3. Sunglasses: These are my funky sunglasses from the 50th anniversary of independence in Jamaica, summer 2012. I had seen someone in these at one of the arts events I went to, and asked my very social-network savvy friend Annie Paul to see if she could find out where they were available, because I didn’t see them on any vendors’ tables. Within moments after she posted the query on Twitter, I knew where to go!

4. Cards: These are “Cards Against Anthropology,” which a friend of mine made, modeled after “Cards Against Humanity.” They are designed to encourage students to probe ethics questions that might arise in ethnographic field research, and my TAs played the game in their sections for Introduction to Cultural Anthropology. My favorite answers are “Give a Hug” and “Panic.” The question, “You are doing fieldwork in a location where tuberculosis is common. A child coughs in your face, what do you do?” 

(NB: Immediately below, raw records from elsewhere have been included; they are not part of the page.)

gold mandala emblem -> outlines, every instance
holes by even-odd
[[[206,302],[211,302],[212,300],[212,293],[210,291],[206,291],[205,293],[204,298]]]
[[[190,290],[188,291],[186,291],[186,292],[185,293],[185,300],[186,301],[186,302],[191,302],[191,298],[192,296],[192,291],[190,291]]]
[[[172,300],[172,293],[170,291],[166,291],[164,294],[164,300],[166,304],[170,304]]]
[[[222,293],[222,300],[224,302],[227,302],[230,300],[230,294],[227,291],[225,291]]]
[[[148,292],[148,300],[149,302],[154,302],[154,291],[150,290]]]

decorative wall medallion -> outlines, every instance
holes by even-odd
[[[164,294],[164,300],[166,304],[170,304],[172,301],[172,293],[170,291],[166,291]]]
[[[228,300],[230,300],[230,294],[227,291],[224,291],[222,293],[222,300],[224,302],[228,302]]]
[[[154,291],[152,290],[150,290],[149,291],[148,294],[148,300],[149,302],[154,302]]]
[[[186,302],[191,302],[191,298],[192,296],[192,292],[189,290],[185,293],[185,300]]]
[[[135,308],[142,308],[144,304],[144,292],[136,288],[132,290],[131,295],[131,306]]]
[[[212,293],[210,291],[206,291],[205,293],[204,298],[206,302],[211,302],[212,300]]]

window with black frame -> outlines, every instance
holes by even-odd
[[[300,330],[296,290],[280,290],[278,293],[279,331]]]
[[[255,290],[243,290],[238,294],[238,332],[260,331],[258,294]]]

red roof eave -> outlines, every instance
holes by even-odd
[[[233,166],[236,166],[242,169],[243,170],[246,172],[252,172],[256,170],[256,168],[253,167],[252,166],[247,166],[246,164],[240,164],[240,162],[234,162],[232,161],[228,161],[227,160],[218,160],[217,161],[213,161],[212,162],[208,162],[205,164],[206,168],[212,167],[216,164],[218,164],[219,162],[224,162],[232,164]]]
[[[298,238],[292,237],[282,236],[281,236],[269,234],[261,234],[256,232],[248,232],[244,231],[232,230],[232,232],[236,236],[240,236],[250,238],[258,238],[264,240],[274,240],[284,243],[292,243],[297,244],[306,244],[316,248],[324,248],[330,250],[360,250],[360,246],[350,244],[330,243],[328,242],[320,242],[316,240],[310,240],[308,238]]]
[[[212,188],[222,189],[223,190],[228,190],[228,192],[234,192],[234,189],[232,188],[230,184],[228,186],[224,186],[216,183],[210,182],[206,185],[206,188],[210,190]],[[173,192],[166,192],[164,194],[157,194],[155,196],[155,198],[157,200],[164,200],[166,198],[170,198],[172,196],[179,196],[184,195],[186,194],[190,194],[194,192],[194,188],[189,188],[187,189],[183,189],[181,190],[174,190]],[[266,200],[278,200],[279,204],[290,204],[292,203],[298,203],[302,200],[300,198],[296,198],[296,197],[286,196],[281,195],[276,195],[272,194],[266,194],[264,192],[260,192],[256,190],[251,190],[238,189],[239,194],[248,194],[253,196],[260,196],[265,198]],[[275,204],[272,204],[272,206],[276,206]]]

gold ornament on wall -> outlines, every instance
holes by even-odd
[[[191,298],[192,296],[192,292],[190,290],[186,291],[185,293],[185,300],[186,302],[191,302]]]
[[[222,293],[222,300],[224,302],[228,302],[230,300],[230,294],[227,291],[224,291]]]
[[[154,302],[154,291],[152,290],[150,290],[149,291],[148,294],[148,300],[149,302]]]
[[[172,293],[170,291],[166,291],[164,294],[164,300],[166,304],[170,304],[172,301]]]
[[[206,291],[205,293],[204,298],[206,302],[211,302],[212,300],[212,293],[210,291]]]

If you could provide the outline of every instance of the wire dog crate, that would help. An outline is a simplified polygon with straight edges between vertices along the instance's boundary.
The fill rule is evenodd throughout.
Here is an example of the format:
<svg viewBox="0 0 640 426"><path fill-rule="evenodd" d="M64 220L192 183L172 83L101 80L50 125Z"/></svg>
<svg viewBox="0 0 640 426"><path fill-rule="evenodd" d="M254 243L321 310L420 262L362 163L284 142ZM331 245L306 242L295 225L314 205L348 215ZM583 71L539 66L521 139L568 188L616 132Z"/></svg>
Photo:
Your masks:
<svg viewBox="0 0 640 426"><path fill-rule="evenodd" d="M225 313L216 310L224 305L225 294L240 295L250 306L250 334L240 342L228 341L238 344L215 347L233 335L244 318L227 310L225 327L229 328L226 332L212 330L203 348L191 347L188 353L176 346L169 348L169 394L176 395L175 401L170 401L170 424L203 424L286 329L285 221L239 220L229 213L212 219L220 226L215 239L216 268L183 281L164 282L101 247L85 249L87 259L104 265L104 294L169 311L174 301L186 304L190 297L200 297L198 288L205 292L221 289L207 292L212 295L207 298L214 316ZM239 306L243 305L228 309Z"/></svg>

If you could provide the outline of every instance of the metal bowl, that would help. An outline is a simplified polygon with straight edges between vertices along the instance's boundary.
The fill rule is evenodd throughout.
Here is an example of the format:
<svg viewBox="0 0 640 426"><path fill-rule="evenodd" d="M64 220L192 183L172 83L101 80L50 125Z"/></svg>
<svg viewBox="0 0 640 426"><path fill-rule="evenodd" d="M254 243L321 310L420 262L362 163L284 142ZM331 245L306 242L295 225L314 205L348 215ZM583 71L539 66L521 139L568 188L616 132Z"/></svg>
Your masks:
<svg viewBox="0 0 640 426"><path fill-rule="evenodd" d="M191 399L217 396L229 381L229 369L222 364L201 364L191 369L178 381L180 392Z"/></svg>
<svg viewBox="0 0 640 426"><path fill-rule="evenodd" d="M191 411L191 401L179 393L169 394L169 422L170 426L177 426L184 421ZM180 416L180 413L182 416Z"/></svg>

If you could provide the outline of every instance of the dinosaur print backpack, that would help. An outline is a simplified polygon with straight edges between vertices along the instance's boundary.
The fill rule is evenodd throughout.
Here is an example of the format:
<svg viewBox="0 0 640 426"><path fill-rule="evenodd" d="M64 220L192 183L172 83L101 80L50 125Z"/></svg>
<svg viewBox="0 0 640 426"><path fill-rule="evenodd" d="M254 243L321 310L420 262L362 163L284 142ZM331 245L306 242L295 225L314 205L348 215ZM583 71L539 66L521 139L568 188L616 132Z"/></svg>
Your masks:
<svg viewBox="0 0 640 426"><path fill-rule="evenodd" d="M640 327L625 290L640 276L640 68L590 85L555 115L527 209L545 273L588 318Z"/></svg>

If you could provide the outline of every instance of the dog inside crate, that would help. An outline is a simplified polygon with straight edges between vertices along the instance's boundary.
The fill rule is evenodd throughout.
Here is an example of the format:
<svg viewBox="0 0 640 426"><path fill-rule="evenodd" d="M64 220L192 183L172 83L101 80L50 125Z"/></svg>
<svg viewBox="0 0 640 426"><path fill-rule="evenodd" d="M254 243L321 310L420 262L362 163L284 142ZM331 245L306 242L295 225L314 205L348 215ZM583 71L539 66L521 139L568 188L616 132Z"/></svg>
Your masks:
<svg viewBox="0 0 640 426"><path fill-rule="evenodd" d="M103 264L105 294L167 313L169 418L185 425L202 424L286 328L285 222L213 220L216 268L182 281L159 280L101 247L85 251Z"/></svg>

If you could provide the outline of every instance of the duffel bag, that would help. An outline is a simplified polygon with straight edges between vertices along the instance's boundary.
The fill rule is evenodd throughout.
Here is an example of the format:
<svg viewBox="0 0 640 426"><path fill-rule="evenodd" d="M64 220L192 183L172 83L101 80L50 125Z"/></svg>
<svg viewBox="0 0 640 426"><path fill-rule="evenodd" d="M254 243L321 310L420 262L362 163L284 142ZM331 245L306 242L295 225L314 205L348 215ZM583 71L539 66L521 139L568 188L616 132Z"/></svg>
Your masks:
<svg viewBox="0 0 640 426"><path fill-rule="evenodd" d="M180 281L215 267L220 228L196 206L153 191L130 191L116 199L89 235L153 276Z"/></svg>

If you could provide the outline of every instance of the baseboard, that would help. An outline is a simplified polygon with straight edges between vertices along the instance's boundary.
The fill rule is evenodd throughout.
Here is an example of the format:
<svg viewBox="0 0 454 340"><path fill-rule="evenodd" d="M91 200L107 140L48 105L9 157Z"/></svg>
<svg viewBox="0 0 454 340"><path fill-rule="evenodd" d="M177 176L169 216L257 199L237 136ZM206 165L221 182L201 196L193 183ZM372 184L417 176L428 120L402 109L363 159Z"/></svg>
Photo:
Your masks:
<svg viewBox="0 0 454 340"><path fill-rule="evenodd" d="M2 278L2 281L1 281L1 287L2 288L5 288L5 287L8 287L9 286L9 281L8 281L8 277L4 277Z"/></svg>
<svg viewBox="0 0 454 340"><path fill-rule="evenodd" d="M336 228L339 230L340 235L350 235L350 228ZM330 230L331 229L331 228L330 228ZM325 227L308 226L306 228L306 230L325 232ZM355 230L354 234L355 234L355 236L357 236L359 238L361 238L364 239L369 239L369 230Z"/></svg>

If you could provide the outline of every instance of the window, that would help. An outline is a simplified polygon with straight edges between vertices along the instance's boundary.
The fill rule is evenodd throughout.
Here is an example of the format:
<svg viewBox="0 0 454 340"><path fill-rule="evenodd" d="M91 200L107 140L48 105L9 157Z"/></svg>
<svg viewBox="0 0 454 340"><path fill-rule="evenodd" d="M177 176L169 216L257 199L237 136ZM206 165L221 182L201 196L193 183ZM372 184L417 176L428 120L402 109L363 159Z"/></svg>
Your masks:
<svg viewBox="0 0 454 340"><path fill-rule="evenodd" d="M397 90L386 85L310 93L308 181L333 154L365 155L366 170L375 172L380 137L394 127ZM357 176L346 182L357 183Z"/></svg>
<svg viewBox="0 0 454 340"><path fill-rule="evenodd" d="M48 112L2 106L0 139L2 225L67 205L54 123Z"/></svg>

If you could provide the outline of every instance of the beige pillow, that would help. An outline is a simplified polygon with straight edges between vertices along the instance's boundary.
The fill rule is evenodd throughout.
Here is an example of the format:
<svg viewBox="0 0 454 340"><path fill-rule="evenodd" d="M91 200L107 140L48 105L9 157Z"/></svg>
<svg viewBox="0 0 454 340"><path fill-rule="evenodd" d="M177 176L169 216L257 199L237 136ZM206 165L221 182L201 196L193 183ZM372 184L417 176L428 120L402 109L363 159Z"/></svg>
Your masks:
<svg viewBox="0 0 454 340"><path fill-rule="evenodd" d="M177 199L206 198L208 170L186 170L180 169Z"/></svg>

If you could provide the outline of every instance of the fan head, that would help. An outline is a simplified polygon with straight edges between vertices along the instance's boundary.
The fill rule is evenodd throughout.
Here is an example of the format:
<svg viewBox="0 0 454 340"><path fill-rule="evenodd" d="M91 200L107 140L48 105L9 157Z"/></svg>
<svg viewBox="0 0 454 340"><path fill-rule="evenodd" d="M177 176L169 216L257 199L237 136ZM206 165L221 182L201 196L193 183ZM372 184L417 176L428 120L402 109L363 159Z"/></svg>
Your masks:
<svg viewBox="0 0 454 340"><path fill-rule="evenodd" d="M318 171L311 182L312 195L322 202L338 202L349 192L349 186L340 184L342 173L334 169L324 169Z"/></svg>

5. Shekere: I was living in Bahia, Brazil in 1989–1990, dancing and working with musicians there who were involved in the black arts movement at the time. My friend Cicero was planning to do a shekere workshop, so a few of us took a roadtrip for a few days to the “interior” to find farmers who would give us a bunch of gourds, from which the instruments are made. It was a riot, because they couldn’t figure out why we would want so many of them, since they just use them to carry water. I made this one, choosing the yellow and white for Oshun, the deity representing river water and beauty.